Malcolm rarely receives the kind of mainstream press attention that his better known counterpart, Dr. Martin Luther King, Jr. does. And perhaps that is best. Unlike King, Malcolm has been not been subjected to the ahistorical nostalgia machine of American hero-making. His radicalism remains intact.
Let me be clear by what I mean when I say radicalism.
I do not mean that Malcolm X sought to overthrow the American state. He did not. What he did seek was the undermining the structural inequality on which so many practices of the American state rested. At various points in his political career he advocated for separatism from a country he found irredeemably racist. He also evolved into a more nuanced thinker. He embraced a broad internationalism that sought to hold the United States accountable to world standards for human rights and free democracy.
I do not mean that Malcolm X advocated violence.
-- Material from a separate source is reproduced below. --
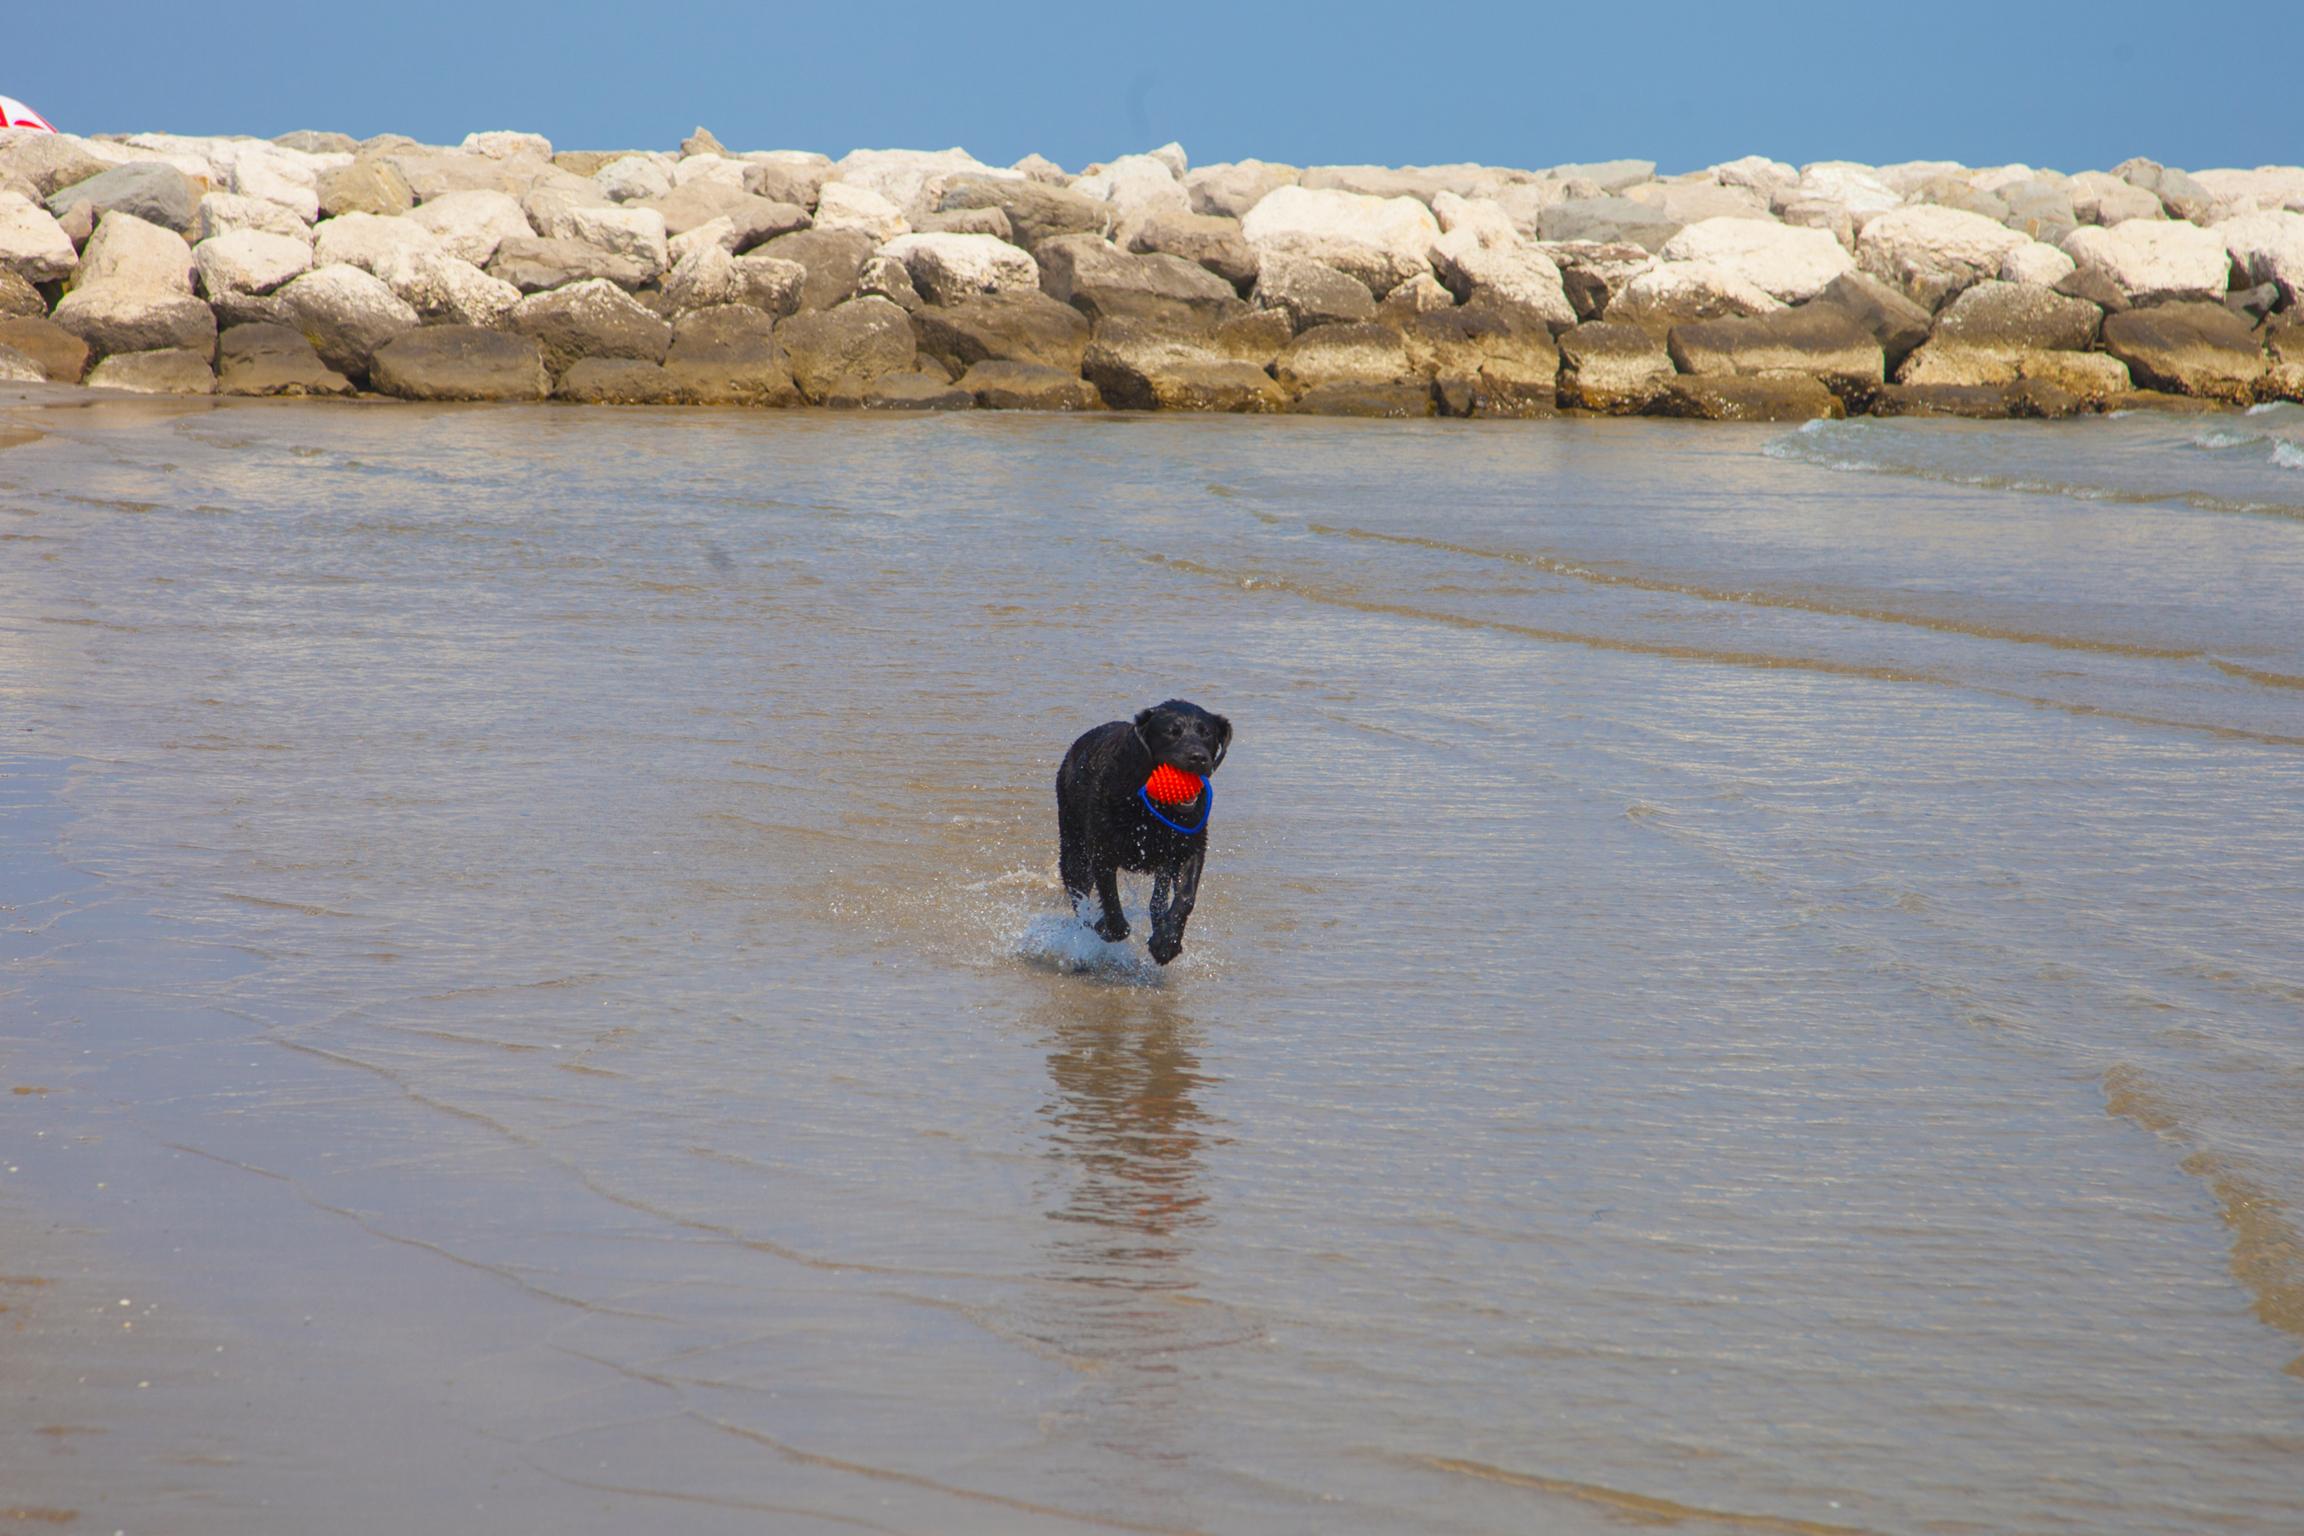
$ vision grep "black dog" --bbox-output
[1056,700,1232,965]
He did not. Malcolm was a staunch believer in the rights of citizens to defend themselves and their homes. He was, in some ways, a true second amendment theorist who believed that men, women and communities have a right to self-defense when their government fails to adequately protect their lives and families.
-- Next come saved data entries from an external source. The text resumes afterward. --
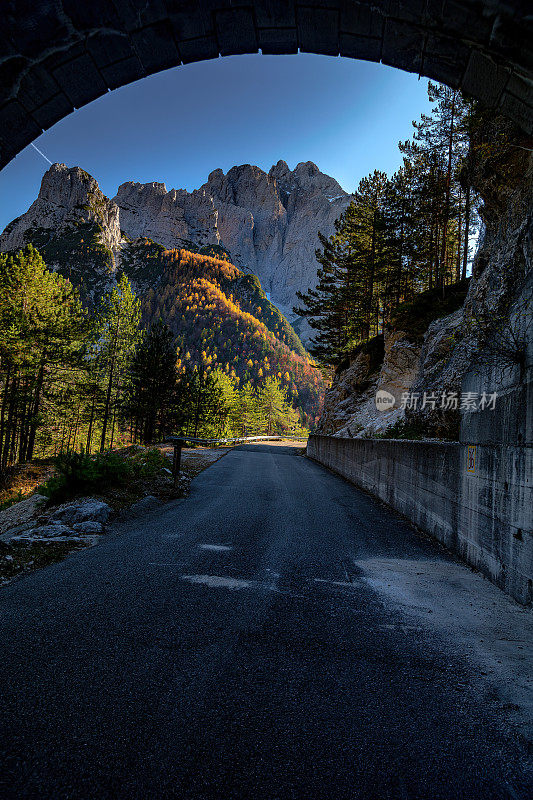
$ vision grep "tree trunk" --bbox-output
[0,364,12,466]
[366,206,377,340]
[439,91,457,294]
[455,191,463,282]
[2,376,18,469]
[109,402,117,450]
[26,363,45,460]
[462,182,471,280]
[86,387,97,454]
[100,357,115,452]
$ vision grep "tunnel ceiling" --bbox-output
[1,1,532,169]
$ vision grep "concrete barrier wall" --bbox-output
[307,436,533,605]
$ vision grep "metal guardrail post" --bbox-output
[172,440,183,487]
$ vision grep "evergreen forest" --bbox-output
[295,84,482,363]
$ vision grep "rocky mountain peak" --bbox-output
[113,180,219,250]
[295,160,320,175]
[1,159,354,341]
[39,162,96,201]
[0,163,121,253]
[271,159,290,175]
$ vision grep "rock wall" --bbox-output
[460,270,533,446]
[307,435,533,605]
[113,159,352,323]
[318,331,422,436]
[114,181,220,251]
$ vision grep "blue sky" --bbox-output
[0,54,432,232]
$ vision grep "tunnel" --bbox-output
[0,1,532,170]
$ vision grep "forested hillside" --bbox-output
[0,242,323,472]
[296,83,481,365]
[140,247,322,421]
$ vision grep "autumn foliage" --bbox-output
[142,248,325,427]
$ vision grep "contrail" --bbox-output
[30,142,53,165]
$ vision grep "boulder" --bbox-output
[27,522,72,538]
[72,521,103,535]
[50,499,111,526]
[0,493,48,536]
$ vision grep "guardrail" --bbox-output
[164,434,308,484]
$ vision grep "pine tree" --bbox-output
[294,231,348,364]
[211,368,240,437]
[257,377,293,435]
[0,245,89,468]
[295,171,390,362]
[127,319,177,443]
[238,382,263,436]
[95,273,141,451]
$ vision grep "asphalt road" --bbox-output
[0,443,530,799]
I do not mean that Malcolm hated white people. He did not. He often used extreme rhetoric to make a point, to drive a conversation, to clarify his differences with other leaders, and to illuminate the painful realities of urban life and poverty.
When I say “radical,” I mean that Malcolm X was unflinching in his insistence on the inherent worth of black life. Malcolm criticized the powerful rather than the powerless. He pointed to the pathologies of the privileged instead of the failings of the oppressed. More than a decade into the 21st century, living in a nation where the majority of babies born today are not white, it is easy to forget just how radical it has been in America to insist on the humanity of black people. Public policy from slavery to Jim Crow to mass incarceration has denied the inherent humanity of black bodies, but Malcolm’s work was consistently on behalf of restoring it.
And because he has been largely rejected by mainstream America, Malcolm’s radicalism has not been co-opted by conservative political movements. His words have not been turned into greeting cards. His image has not been used to sell consumer goods. Malcolm still belongs to those of us who find power and insight in his life and work.